A mindfulness practice with origins in Buddhism, meditation can help you become more aware of your body, thoughts and surroundings. There are more types of walking meditation such as Vipassana, Kinhin and Theravada and they mostly involve a pace slow and backing back and forth in a straight line, in a labyrinth or in circle. Basically, these techniques are breaking each of your steps into six parts, while you breath and sing a mantra or simply stroll mindfully in a certain space.
Meditative walking can have several effects on your general well-being. Here are some of them:
- Boost blood flow
If you have a sedentary life waking meditation can help you alleviate the feelings of stagnancy and sluggishness, by increasing the blood flow to the legs. This technique boosts blood circulation and your energy levels so if you know you sit at work for long periods of times, walking mediation might be for you.
- Improve digestion
Movement can improve your digestion, especially if you walk after you ate. So, if you feel full or heavy, walking meditation is also a fantastic way to help food move through the digestive tract and prevent bloating, cramps, constipation or other digestive problems.
- Reduce anxiety
If your stress levels are up you might find that walking can reduce the symptoms of anxiety, especially if it’s combined with a meditation practice. Studies made on people who suffer from depression or anxiety showed significant changes in the stress levels of those who either walked before meditation either meditated before walking.
- Improves blood sugar levels and circulation
Practicing mindful walking can have a positive effect on blood sugar levels and blood circulation. A study made on people who suffer from type 2 diabetes, showed that Buddhist-based walking meditation can lower high blood sugar levels and reduce the risk of complications.
- Alleviates depression
Physical activity is very important for our general health but it can also improve our mood. Since old people have an increased risk of developing depression, practising walking meditation can boost their fitness levels and help them experience fewer symptoms.
- Improves well-being
It’s known that a walk in the park or in the garden can help you feel more balanced and boost the overall feeling of well-being. This is the reason why in Japan, the practice of forest bathing became so popular. A study made in 2018 showed that a 15 minutes’ walk in the bamboo forest can promote relaxation, enhance brain activity and decrease the anxiety levels.
- Improves sleep quality
Exercise can help us regulate our sleep and improve its quality. Walking meditation reduces the muscle tension and improves our flexibility, helping us feel better physically but also clearing our mind so we can drift off and sleep well every night.

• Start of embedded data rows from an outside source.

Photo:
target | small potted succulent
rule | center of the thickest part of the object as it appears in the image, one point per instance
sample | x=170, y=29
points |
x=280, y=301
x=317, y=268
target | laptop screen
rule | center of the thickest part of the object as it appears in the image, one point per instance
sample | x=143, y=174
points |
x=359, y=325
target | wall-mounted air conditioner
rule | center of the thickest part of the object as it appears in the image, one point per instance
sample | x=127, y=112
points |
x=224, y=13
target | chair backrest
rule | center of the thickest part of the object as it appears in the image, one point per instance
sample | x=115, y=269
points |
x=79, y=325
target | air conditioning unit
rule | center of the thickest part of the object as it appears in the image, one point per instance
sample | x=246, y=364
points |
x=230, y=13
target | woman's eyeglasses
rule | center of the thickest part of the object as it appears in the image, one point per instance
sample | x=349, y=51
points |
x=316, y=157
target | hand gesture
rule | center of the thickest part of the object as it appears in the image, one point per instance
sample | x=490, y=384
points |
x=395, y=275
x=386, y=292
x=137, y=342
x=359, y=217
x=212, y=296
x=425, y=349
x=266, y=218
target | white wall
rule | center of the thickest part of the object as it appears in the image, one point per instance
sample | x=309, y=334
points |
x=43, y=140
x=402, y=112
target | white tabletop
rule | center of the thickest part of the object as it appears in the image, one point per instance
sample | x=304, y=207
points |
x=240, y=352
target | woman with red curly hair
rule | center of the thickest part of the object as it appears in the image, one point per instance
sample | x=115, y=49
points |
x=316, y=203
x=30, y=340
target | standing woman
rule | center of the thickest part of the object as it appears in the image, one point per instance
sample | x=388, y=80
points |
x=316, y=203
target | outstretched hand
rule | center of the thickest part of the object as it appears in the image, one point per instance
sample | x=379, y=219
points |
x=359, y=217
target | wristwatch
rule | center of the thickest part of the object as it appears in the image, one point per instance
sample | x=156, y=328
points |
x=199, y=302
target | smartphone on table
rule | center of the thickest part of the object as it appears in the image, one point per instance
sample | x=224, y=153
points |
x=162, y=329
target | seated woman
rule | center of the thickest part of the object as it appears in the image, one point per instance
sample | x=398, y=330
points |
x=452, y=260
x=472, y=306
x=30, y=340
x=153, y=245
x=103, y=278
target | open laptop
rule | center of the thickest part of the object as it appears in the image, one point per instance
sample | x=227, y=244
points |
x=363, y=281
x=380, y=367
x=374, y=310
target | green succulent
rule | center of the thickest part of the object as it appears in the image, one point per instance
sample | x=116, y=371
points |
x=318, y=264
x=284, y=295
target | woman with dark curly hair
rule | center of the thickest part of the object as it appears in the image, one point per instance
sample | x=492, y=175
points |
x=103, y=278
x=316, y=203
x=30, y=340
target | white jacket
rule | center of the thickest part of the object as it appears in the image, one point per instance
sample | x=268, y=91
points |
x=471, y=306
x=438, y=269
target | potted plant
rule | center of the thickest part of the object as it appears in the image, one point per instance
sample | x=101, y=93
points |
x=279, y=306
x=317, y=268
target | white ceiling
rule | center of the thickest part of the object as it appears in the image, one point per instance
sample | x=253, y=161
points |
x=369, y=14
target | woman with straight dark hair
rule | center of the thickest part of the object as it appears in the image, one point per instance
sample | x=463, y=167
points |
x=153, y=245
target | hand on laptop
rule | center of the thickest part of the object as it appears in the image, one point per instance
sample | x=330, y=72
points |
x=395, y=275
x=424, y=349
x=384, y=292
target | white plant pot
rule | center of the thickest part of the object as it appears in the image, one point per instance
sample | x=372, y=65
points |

- Makes exercise enjoyable
When you incorporate mindfulness into your exercise routine, directing the notice of your sensations in an objective, nonjudgmental way, you can make that activity more enjoyable and connect to the exercise in a different way.
- Inspires creativity
Mindfulness can help you gain clarity about your thinking patterns, enhance your problem-solving skills and stimulate creativity. So if you want to support the cultivation of new ideas, try meditation walking before an important project or every time you feel you can’t figure out a solution to the present situation.
- Enhances balance
If you make mindfulness walking a part of your daily routine and learn to be present in each moment by focusing to your breath, your bodily sensations and everything that surrounds you, you can encourage a better balance and coordination. Just tune into your thoughts while walking slowly and observe your feelings as they come and go. Try to be aware of your ankle’s movements and the sensations in your legs, keep your steps relaxed and enjoy the pleasure of walking.
You can try practising seated meditation too and notice the differences between these practices as you progress. It takes time and patience to cultivate this new habit but it will give you all sorts of insights the more you deepen it. You can use a journal to write down all your experiences or talk to a therapist to reflect on the progress you make.